Initialization of Nodes in mps

Hello all,

I’ve been running some GAN tests both on my local machine (Apple M1 with mps) and on a remote server (with cuda) and I recently realized that the very same network can generate sufficient MNIST digits on my local with mps whereas it fails to do so with remote cuda.

How are nodes initialized for mps build of pytorch? I ask this so that I can apply the same initialization of mps to the test I run on the server.

FYI:
torch version my local (successful):
torch 1.13.0.dev20220708
torchaudio 0.13.0.dev20220708
torchvision 0.14.0.dev20220708

torch version on remote server (unsuccessful):
torch 1.13.1
torchaudio 0.13.1
torchvision 0.14.1

In case the code of the network is needed, here it is:

#!/usr/bin/env python
# coding: utf-8



import torch
from torchvision import datasets
from torch.utils.data import DataLoader
import torch.nn as nn
import random
import torch.nn.functional as F
import torch.optim as optim
import torchvision.transforms as transforms
import numpy as np
import matplotlib.pyplot as plt
from PIL import Image
from datetime import datetime
import os
from matplotlib.pyplot import figure
import shutil

figure(figsize=(12, 10), dpi=120)

plt.rcParams['image.cmap'] = 'gray'
batch_size = 100

NUMBER_OF_CLASSES = 10
NUMBER_OF_CLUSTER_CENTROIDS = 32
NO_TRAINING = False

device=torch.device('mps')
# device = torch.device('cuda' if torch.cuda.is_available() else 'cpu')

print(device)

def augment_data(data):

    transform = transforms.Compose([
                                            transforms.Normalize((0.5,), (0.5,))])
    transform_aug = transforms.Compose([transforms.RandomResizedCrop(size=28,scale=(0.2, 1.0)),
                                                transforms.RandomHorizontalFlip(),
                                                transforms.Normalize((0.5,), (0.5,))])
        
    return transform(data),  transform_aug(data)
    
class discriminator(nn.Module):
    def __init__(self):
        super(discriminator, self).__init__()

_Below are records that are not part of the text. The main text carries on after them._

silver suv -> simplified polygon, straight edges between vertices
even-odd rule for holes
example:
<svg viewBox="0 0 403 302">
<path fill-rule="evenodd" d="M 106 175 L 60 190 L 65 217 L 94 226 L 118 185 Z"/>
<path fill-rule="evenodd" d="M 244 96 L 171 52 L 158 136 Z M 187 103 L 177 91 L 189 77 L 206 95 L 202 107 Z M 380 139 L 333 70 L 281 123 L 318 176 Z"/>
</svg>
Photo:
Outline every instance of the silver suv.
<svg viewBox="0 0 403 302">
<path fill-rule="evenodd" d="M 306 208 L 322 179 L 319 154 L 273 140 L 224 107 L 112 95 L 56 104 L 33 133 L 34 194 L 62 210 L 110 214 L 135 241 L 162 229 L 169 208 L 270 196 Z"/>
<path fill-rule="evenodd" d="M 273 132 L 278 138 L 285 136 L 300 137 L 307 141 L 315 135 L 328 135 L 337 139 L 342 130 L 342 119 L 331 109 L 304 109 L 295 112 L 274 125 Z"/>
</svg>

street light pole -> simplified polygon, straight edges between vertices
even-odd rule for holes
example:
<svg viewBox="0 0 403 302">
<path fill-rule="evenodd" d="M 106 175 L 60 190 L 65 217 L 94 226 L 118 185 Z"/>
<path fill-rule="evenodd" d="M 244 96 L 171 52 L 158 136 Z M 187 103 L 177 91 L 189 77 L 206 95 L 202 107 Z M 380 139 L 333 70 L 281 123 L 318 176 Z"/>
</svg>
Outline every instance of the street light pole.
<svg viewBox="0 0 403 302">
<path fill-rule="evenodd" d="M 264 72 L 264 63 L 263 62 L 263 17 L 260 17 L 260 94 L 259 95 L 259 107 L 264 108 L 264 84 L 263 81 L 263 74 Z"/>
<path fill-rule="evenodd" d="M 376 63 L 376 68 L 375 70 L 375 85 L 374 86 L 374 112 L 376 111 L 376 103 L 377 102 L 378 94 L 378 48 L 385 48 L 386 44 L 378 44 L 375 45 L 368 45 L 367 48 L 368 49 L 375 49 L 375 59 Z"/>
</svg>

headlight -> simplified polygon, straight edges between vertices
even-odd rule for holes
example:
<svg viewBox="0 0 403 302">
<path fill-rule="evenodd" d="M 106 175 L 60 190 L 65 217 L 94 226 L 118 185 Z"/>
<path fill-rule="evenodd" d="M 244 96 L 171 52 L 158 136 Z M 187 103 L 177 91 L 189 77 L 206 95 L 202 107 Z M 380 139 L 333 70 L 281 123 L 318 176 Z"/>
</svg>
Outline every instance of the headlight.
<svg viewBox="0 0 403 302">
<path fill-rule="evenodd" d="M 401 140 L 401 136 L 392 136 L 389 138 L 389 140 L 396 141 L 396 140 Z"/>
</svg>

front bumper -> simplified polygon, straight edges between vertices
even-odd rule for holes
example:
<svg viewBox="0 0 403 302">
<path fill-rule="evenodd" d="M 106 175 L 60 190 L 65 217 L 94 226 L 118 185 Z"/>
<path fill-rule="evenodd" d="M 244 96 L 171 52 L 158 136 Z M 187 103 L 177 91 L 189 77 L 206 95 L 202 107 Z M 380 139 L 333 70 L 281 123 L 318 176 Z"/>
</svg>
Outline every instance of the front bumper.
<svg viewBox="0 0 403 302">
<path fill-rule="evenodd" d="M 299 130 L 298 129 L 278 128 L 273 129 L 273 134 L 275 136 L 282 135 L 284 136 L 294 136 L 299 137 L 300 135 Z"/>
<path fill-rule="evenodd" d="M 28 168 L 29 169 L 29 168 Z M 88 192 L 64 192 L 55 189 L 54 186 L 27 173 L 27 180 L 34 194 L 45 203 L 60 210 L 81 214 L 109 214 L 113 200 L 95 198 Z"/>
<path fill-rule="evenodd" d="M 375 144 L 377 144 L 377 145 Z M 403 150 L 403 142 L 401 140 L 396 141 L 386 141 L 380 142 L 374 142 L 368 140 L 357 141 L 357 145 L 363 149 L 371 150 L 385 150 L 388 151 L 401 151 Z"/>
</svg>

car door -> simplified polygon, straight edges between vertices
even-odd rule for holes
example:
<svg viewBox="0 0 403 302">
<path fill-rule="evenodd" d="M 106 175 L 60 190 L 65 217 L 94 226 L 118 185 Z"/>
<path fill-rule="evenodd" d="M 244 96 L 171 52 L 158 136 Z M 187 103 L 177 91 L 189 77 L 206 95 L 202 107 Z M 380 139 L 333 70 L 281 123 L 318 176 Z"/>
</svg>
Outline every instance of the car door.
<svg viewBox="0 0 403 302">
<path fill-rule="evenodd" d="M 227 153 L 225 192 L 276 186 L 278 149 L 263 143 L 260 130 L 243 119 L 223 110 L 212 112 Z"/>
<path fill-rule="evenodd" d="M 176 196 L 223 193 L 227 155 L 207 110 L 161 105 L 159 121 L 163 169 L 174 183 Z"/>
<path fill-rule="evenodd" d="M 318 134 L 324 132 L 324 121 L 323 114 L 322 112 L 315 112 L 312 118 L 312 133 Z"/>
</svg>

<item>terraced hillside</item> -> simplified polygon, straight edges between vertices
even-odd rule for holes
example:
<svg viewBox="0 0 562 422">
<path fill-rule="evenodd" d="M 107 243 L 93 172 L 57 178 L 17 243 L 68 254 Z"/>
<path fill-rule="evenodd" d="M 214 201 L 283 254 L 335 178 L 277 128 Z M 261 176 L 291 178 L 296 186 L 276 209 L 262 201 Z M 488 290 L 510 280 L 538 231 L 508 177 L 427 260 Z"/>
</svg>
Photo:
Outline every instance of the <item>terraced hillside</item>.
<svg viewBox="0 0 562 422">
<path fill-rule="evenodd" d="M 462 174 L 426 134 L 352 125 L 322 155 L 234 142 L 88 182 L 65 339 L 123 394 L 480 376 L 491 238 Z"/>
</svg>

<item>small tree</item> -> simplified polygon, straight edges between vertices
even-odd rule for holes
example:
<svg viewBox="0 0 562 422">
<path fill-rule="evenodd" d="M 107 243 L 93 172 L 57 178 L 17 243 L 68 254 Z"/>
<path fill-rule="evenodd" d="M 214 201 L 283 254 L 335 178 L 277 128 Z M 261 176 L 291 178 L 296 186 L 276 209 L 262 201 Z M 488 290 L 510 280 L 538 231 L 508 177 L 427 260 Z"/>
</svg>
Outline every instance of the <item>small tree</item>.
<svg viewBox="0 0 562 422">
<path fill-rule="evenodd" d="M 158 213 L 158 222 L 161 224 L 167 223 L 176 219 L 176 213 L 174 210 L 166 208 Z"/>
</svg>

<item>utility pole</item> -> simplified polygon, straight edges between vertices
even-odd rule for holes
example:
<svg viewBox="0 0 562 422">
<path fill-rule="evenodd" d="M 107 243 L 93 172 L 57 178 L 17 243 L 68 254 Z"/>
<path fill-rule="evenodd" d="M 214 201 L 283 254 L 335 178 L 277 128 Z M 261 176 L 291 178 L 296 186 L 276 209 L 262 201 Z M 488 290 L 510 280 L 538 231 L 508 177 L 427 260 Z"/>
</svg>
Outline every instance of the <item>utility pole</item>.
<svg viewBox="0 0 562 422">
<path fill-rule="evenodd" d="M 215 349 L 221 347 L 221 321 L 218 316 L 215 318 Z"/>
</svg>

        self.main = nn.Sequential(
            nn.Linear(784, 256),
            nn.LeakyReLU(0.2),
            nn.Linear(256, 128),
            nn.LeakyReLU(0.2),
        )
        
        self.real_or_fake_layer = nn.Sequential(
            nn.Linear(128, 1),
        )

        self.image_feature_layer = nn.Sequential(
            nn.Linear(128, NUMBER_OF_CLUSTER_CENTROIDS),
            nn.Sigmoid() 
        )
        self.centroids = nn.Linear(NUMBER_OF_CLASSES, NUMBER_OF_CLUSTER_CENTROIDS)
    
    def forward(self, input, eye):
        common_part = self.main(input)
        real_or_fake = self.real_or_fake_layer(common_part)
        image_feature = self.image_feature_layer(common_part)
        cluster_centroid = self.centroids(eye)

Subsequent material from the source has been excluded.